Why only 18% of women have CS degrees? - rvivek
http://blog.hackerrank.com/the-real-reason-only-18-of-women-have-cs-degrees/
======
Nadya
>The problem with McKellar’s books is that they may appeal to certain types of
young girls, but not all.

Try to please everyone and you will surely fail comes to mind.

Instead of complaining about McKellar's books (which are having a positive
influence, even if only on a subset of girls) - why not write a book targeting
these "other types of young girls" mentioned? Or could it be that it has been
attempted and the books were a flop? Failed by a free market - unable to gain
traction or credence?

What bothers me is that the article recognizes women are more interested and
more likely to work in Healthcare or early Education areas of work helping
others and dealing with children. That's the women's _choice_ to do these
things. The author acts like women having a choice in things and doing what
they are _interested in doing_ is wrong.
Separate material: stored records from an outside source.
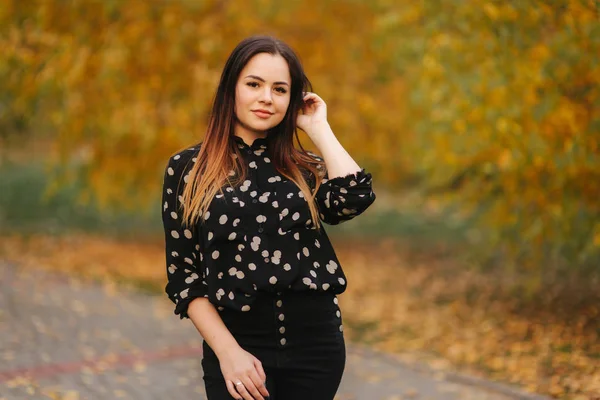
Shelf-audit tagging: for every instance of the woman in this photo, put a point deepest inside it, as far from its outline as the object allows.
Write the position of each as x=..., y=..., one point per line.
x=248, y=260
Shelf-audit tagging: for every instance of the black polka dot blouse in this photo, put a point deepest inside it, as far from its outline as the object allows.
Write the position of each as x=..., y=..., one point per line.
x=256, y=237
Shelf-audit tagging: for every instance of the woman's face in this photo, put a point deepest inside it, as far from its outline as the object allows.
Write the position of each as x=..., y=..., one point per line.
x=262, y=92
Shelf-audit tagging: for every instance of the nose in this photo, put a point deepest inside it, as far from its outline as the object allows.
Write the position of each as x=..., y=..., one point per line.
x=266, y=95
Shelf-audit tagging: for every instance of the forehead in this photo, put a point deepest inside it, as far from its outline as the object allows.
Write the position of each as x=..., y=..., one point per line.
x=270, y=67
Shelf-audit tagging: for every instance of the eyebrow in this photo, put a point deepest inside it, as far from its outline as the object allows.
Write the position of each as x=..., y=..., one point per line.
x=262, y=80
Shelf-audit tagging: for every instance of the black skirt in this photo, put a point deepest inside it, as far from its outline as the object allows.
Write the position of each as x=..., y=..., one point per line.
x=298, y=337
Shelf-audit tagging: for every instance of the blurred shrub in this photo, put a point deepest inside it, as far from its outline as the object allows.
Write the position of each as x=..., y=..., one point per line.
x=493, y=106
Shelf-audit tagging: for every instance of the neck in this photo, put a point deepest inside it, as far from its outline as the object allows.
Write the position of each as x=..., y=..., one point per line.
x=248, y=135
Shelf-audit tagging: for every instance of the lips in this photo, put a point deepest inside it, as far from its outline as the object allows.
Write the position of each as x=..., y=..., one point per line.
x=264, y=114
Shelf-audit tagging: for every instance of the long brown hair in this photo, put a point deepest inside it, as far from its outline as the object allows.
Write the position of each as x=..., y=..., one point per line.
x=219, y=154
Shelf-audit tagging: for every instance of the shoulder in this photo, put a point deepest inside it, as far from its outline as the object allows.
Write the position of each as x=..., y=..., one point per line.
x=314, y=156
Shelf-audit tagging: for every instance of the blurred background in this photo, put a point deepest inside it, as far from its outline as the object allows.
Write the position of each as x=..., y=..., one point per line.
x=480, y=122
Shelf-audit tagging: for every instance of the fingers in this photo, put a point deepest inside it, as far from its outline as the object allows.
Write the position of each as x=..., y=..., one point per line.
x=231, y=389
x=248, y=390
x=260, y=370
x=259, y=382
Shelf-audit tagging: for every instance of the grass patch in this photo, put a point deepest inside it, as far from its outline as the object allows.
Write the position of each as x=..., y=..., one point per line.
x=25, y=208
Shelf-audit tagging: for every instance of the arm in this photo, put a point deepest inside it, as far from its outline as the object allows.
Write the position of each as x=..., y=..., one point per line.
x=185, y=274
x=346, y=190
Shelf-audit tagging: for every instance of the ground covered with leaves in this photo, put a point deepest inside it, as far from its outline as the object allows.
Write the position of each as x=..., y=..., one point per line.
x=424, y=307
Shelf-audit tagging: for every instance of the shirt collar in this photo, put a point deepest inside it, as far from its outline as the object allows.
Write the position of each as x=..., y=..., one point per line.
x=258, y=142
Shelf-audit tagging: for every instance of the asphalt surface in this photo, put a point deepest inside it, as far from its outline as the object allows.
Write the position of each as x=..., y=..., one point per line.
x=64, y=339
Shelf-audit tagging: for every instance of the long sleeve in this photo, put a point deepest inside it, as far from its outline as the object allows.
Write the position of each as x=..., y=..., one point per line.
x=185, y=274
x=342, y=198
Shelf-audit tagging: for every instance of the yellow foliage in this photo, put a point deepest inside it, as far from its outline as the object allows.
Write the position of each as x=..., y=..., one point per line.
x=503, y=93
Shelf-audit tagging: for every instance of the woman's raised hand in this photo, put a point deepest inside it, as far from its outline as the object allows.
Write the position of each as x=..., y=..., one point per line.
x=244, y=375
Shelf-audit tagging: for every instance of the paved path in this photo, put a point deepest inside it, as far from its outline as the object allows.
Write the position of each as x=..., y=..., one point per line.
x=64, y=339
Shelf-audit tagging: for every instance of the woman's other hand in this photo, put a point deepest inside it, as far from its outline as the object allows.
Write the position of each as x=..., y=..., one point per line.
x=237, y=365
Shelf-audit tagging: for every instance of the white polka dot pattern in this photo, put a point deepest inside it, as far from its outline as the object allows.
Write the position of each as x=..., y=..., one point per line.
x=258, y=235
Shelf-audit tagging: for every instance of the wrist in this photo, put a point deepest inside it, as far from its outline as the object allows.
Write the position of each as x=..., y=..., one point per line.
x=225, y=347
x=321, y=134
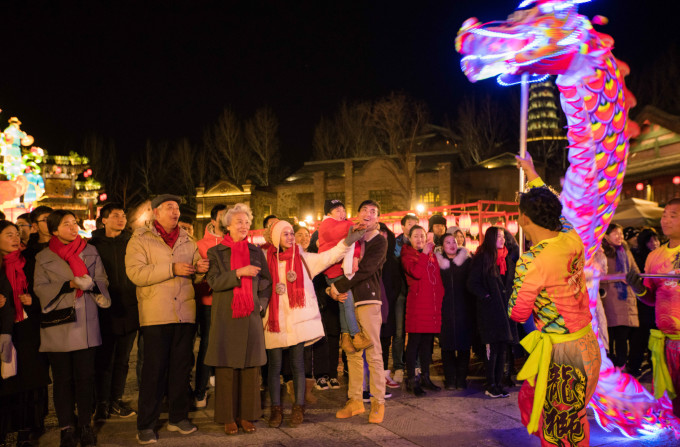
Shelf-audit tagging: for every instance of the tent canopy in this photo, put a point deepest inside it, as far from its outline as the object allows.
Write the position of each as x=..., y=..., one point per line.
x=638, y=213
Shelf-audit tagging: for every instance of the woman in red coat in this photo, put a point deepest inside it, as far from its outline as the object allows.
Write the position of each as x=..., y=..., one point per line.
x=423, y=307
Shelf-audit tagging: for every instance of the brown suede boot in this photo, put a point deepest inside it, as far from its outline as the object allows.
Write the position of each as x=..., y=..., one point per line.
x=361, y=341
x=276, y=416
x=310, y=398
x=297, y=415
x=346, y=343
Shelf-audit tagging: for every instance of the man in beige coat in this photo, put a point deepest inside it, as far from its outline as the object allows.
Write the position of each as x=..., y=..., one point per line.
x=162, y=260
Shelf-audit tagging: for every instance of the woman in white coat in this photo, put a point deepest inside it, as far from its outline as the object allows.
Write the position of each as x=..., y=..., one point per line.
x=292, y=320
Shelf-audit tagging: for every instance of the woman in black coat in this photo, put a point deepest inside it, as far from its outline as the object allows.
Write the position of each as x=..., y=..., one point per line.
x=491, y=275
x=23, y=397
x=457, y=313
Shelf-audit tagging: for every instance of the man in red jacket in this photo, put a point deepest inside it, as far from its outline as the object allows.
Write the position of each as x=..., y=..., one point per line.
x=366, y=289
x=213, y=236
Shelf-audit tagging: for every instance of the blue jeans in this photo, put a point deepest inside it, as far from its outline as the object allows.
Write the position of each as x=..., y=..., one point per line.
x=399, y=339
x=297, y=364
x=348, y=319
x=203, y=372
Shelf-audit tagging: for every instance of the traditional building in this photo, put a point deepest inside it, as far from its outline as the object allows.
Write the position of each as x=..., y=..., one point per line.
x=653, y=171
x=261, y=202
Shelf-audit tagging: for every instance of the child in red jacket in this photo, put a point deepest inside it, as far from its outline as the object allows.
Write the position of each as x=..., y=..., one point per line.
x=332, y=230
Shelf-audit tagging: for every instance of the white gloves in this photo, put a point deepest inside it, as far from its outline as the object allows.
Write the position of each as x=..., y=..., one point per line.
x=84, y=282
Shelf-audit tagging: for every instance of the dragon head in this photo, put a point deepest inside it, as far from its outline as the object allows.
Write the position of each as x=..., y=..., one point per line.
x=542, y=39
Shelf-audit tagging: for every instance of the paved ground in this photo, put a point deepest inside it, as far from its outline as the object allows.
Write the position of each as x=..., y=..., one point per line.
x=447, y=418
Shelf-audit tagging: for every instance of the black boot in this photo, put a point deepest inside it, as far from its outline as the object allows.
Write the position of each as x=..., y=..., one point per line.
x=413, y=387
x=426, y=383
x=68, y=438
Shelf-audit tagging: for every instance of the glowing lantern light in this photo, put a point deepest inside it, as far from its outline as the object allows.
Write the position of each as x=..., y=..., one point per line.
x=465, y=222
x=485, y=226
x=396, y=228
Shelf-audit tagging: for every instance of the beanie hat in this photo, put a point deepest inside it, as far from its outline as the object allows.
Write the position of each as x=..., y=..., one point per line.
x=277, y=229
x=330, y=204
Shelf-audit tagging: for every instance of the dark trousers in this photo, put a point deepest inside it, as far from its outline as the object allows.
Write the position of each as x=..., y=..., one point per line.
x=203, y=372
x=320, y=358
x=237, y=394
x=111, y=366
x=455, y=365
x=619, y=336
x=296, y=356
x=495, y=356
x=73, y=385
x=419, y=346
x=168, y=352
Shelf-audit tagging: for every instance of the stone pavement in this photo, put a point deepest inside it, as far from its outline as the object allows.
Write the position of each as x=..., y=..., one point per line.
x=447, y=418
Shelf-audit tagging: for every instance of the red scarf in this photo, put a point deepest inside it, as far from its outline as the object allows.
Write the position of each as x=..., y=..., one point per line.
x=168, y=238
x=14, y=269
x=70, y=253
x=295, y=290
x=500, y=260
x=242, y=304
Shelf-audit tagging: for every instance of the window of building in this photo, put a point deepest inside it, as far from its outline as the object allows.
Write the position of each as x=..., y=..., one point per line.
x=428, y=196
x=383, y=197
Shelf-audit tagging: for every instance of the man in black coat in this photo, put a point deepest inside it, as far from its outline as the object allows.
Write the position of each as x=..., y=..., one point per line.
x=120, y=322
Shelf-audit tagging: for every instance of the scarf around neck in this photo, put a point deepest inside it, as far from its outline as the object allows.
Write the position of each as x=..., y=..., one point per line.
x=14, y=269
x=242, y=304
x=295, y=290
x=70, y=253
x=500, y=260
x=169, y=238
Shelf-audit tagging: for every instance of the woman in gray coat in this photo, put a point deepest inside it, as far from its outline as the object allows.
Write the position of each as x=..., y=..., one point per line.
x=70, y=275
x=241, y=286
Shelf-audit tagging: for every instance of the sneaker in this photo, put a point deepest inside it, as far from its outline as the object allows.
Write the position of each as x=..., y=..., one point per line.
x=321, y=383
x=389, y=383
x=121, y=409
x=493, y=393
x=102, y=412
x=146, y=437
x=201, y=402
x=184, y=426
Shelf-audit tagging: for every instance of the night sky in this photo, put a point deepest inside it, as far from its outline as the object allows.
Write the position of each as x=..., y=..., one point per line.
x=165, y=70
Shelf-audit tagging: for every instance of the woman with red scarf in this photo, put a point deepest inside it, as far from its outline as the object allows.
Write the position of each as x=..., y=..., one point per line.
x=23, y=397
x=491, y=276
x=241, y=285
x=69, y=274
x=292, y=320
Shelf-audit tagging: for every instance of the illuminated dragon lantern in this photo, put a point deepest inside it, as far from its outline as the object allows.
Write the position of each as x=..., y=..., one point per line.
x=549, y=37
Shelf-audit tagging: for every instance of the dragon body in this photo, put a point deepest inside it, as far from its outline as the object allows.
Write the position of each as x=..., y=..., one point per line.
x=549, y=37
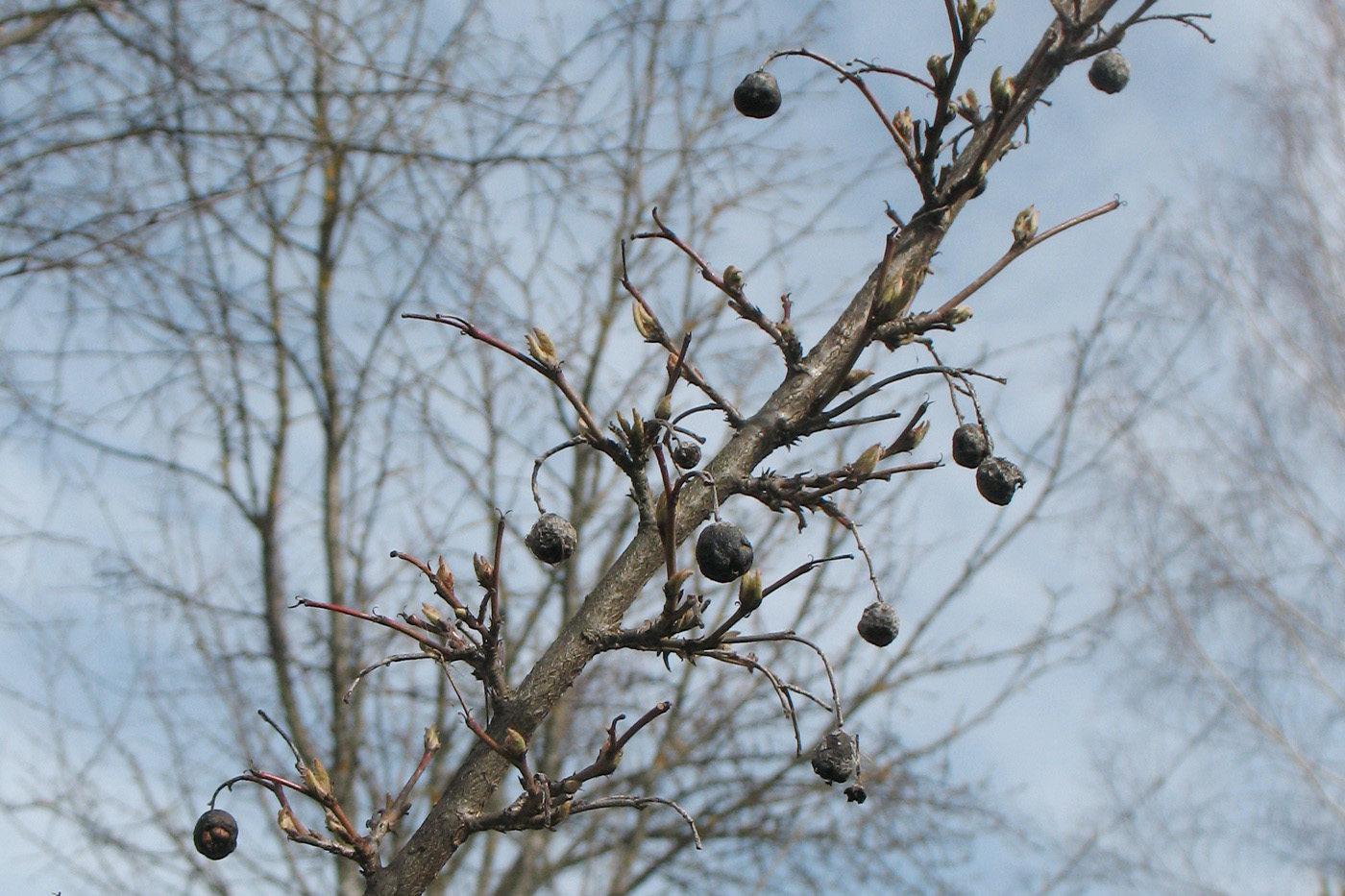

That women need to change themselves
and do more STEM-field work.

Preferences aren't just social constructs. The female and male brains are
different, with different interests and we've known this for years! Yet
nowadays this is somehow a problem?

    
    
      [0] http://www.livescience.com/22677-girls-dolls-boys-toy-trucks.html 
    
      [1] http://news.nationalgeographic.com/news/2010/09/101220-chimpanzees-play-nature-nurture-science-animals-evolution/

------
jwinkle
Maybe only 18% of women are interested in getting a cs degree? I don't
understand why people waste time with non-issues and non-problems.